1P 2, 18-25. El autor sagrado se dirige ahora a los servidores domésticos, con el término griego que designaba genéricamente a los que trabajaban en los servicios de la casa. A todos ellos les exhorta a obedecer a sus amos, también a los más duros (v. 18): porque resulta agradable a Dios que se soporten penas injustas por Él (vv. 19-20), y se imite así el ejemplo de Jesucristo (vv. 21-25). San Pablo, cuando se dirige en sus cartas a los esclavos (cfr. Ef 5, 5-9; Col 3, 22-24), tampoco les incita a la rebelión. La doctrina cristiana sobre temas sociales no está basada en la lucha de clases, sino en el amor fraterno, que acaba por vencer toda discriminación, pues todos los hombres han sido creados a imagen de Dios y son iguales ante Él. Así se ha conseguido, por ejemplo, la progresiva supresión de la esclavitud, y se alcanzará la solución de los problemas sociales (cfr. Gaudium et spes, 29).
El hecho de que San Pedro se dirija únicamente a los siervos, sin referirse a continuación a los amos -como suele hacer San Pablo (cfr. Ef 6, 5-9; Col 3, 22 ss.)-, hace suponer a algunos comentaristas que, entre los cristianos a quienes dirige la carta, debían ser aún mayoría los de humilde condición social.

1P 2, 21-25. El pasaje es un hermoso himno a Cristo en la Cruz; en Él se han cumplido las profecías del Siervo de Yahwéh contenidas en el libro de Isaías (Is 52, 13-Is 53, 12). Los padecimientos de Jesucristo no han sido en vano, pues tienen valor redentor: Él ha cargado con nuestros pecados y ha subido con ellos a la Cruz, ofreciéndose como sacrificio expiatorio.
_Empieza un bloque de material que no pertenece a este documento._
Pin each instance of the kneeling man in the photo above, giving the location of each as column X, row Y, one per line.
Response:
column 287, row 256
Así, con Cristo son crucificados también nuestros pecados, de manera que quedamos libres de ellos -«muertos a los pecados»- y podemos vivir «para la justicia», es decir, para la santidad mediante la ayuda de la gracia.
El ejemplo de Cristo paciente es siempre para los cristianos punto obligado de referencia: por grandes que sean los sufrimientos que se padezcan, nunca serán tantos ni tan injustos como los del Señor. San Bernardo, tras repasar esos padecimientos, comenta: «He creído que la verdadera sabiduría consistía en meditar estas cosas (…). Ellas me han servido algunas veces de bebida saludable, aunque amarga, y otras las he empleado como unción de alegría suave y agradable. Esto me sostiene en la adversidad, me conserva humilde en la prosperidad y me hace andar con paso firme y seguro por el regio sendero de la salvación, a través de los bienes y males de la presente vida, librándome de los peligros que me amenazan a diestra y a siniestra» (Sermones sobre el Cantar de los Cantares, XLIII, 4).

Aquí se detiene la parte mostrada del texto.